А заброшенность он чувствует, находясь среди людей, и проблема расизма заслоняет ему вселенский горизонт. Это не тот случай, когда хочется, чтобы беспокойство продлилось; он не получает от него радости, он хочет только успокоения. Как мне говорили, во Франции нет евреев-сюрреалистов — это понятно: сюрреализм, в своей манере, ставит вопрос о человеческом предназначении. Их сеансы разрушительства и шумиха, поднимаемая вокруг них, — все это сытые игры юных буржуа, непринужденно чувствующих себя в стране-победительнице, которая принадлежит им. И разрушительство, и рассуждения об условиях человеческого существования чужды еврею; он — человек общественный по преимуществу, потому что все его мучения — от общества. Именно общество, а не божественное постановление сделало его евреем, именно оно породило еврейский вопрос, ограничив перспективу его жизненного пространства, и поскольку он принужден совершать выбор своего «я» только в этом ограниченном пространстве, то и сам выбор образа его существования социален и предопределен обществом. Социальны его конструктивные планы интегрироваться в национальное сообщество, социальны его усилия осознать себя, то есть определить свое место среди людей, социальны его радости и беды, — но все это потому, что социально проклятие, тяготеющее над ним. И поэтому тем, кто захочет его упрекнуть в метафизической неаутентичности, кто захочет указать, что его постоянное беспокойство приводит к радикальному позитивизму, следует иметь в виду, что эти упреки обращаются против тех, кто их высказывает: еврей социален потому, что таким его сделали антисемиты.

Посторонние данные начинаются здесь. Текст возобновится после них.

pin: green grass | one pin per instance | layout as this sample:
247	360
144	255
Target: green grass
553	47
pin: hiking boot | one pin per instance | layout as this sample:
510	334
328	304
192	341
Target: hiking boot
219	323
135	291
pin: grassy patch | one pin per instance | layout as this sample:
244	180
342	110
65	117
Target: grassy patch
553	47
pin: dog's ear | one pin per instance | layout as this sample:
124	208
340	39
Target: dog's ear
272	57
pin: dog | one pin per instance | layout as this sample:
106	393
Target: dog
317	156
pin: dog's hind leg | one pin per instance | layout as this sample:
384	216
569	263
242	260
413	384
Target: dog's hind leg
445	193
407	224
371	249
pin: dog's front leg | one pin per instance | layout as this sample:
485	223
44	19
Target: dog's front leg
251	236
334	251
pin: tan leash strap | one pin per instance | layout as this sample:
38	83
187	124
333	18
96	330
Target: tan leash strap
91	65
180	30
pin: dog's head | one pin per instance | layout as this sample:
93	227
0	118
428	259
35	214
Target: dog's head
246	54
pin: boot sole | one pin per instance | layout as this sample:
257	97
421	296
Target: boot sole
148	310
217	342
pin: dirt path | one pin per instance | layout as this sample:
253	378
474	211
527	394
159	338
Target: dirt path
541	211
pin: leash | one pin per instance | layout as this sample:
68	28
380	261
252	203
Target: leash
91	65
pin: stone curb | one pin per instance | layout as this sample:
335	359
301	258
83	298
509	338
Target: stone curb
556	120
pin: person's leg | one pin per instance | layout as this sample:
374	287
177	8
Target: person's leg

Вот такой это человек, — человек гонимый, приговоренный выбирать себя, решая в фальшивой ситуации фальшивые вопросы, утративший из-за угроз враждебного к нему общества метафизические интересы и загнанный в рационализм отчаяния. Вся его жизнь — одно сплошное бегство от других и от самого себя. Его отчуждение так глубоко, что ему становится чуждым даже собственное тело. Его эмоциональная жизнь раздвоена и сведена к погоне за несбыточной мечтой о всеобщем братстве — в мире, которому этот мечтатель не нужен.

Кто виноват?

Это же в наших глазах он видит отражение того неприемлемого для него образа, который он хочет спрятать от самого себя. Это наше слово и дело — все наши слова и все наши дела, — и наш антисемитизм, и точно так же наш снисходительный либерализм — проникли ядом в его плоть и кровь; это мы заставили его выбрать себя евреем, неважно, убегающим или отстаивающим себя; это мы поставили его перед дилеммой еврейской аутентичности и неаутентичности. Мы создали этот человеческий род, который может быть определен только как искусственный продукт капитализма (или феодализма), произведенный с единственной целью — быть козлом отпущения в сообществе, все еще находящемся на дологической ступени развития. Этот человеческий род, говорящий о человеке больше, чем все остальные, потому что возник в результате вторичных реакций в недрах человечества, этот обездоленный, лишенный корней, без суда приговоренный к неаутентичности или пыткам человеческий вид — квинтэссенция человеческого. В этих обстоятельствах нет среди нас ни одного, кто не был бы полностью виновным, кто не был бы преступником: кровь евреев, пролитая нацистами, на руках каждого из нас.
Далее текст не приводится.